It was not much more than a week ago that I lamented Sasha’s slow toilet training, enumerating the many, many places she has managed to pee (e.g., on her bike seat, on a cafe chair) while marveling at the sole instance of her actually pissing in a toilet in front of me.
Well, much has changed since then, my friends, much has changed. For three afternoons after that first miraculous micturation, Sasha peed on the classroom potty before we went home. Wonderful, but still within the normal range of her behavior.
At the beginning of last week, however, I drove Sasha up to Connecticut for an extended stay with my parents, and almost immediately she began demanding to pee in the potty. And then, amazing to behold, she’d actually pee in said potty. Again and again this happened, as many as five or six times a day. Some were gushers, others were trickles, but all took place at her command (or, okay, occasionally, her assent). “Daddy, I need to peepee!” is a phrase often heard around this house. Once, when I was busy, I even instructed her to go find Grandpa for help, and she did so.
It’s just fucking incredible, that’s my point. One day, not too long ago, she was like a wild retarded animal, befouling herself uncontrollably, and then, out of nowhere, she decided to civilize herself, to walk upright and pee sitting down. What happened in there? What mental switch was thrown?

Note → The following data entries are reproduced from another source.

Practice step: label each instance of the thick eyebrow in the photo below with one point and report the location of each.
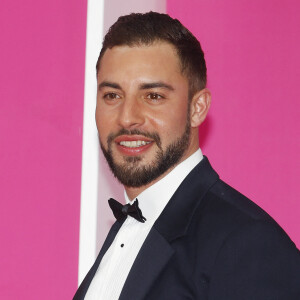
(108, 84)
(159, 84)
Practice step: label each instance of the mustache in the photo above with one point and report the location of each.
(151, 135)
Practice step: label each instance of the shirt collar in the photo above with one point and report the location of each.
(153, 200)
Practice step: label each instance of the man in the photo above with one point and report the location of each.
(184, 234)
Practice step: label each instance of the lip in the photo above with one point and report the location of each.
(136, 150)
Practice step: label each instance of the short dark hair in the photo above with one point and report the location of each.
(145, 29)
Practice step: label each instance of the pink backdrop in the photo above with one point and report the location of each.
(41, 99)
(252, 133)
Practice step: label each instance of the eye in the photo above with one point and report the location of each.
(111, 96)
(154, 97)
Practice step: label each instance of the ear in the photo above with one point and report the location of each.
(199, 107)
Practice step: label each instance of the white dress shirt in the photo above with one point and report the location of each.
(114, 268)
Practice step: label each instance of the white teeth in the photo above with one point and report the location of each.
(133, 144)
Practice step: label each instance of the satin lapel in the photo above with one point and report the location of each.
(171, 224)
(146, 269)
(80, 294)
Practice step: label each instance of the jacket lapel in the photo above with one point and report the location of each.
(173, 223)
(81, 292)
(145, 269)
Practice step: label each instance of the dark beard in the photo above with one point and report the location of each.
(131, 174)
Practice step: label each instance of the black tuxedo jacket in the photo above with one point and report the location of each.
(210, 242)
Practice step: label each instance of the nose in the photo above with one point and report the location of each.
(130, 114)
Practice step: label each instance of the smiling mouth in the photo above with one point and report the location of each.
(134, 144)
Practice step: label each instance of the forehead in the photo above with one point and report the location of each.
(156, 60)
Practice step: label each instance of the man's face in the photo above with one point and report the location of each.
(142, 112)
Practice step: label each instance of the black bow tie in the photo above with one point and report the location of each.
(122, 211)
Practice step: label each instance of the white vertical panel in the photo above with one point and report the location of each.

And why did everything else (peer pressure, parental pressure, teacher pressure) fail? (Or did it somehow really succeed?) How does this all happen?
Of course, there is a downside to this: Sasha has already learned that requesting assistance with the potty is a great way to get my attention. So, even when she doesn’t need to pee that bad, if she’s feeling neglected, either because I’m talking to a grown-up or cooking or blogging or something, she’ll demand a pointless trip to the toilet, where, after squeeze out a few drips, wipe up, and happily declare, “I pee awesome!” And though I can see through her charade, I have to admit: She’s right.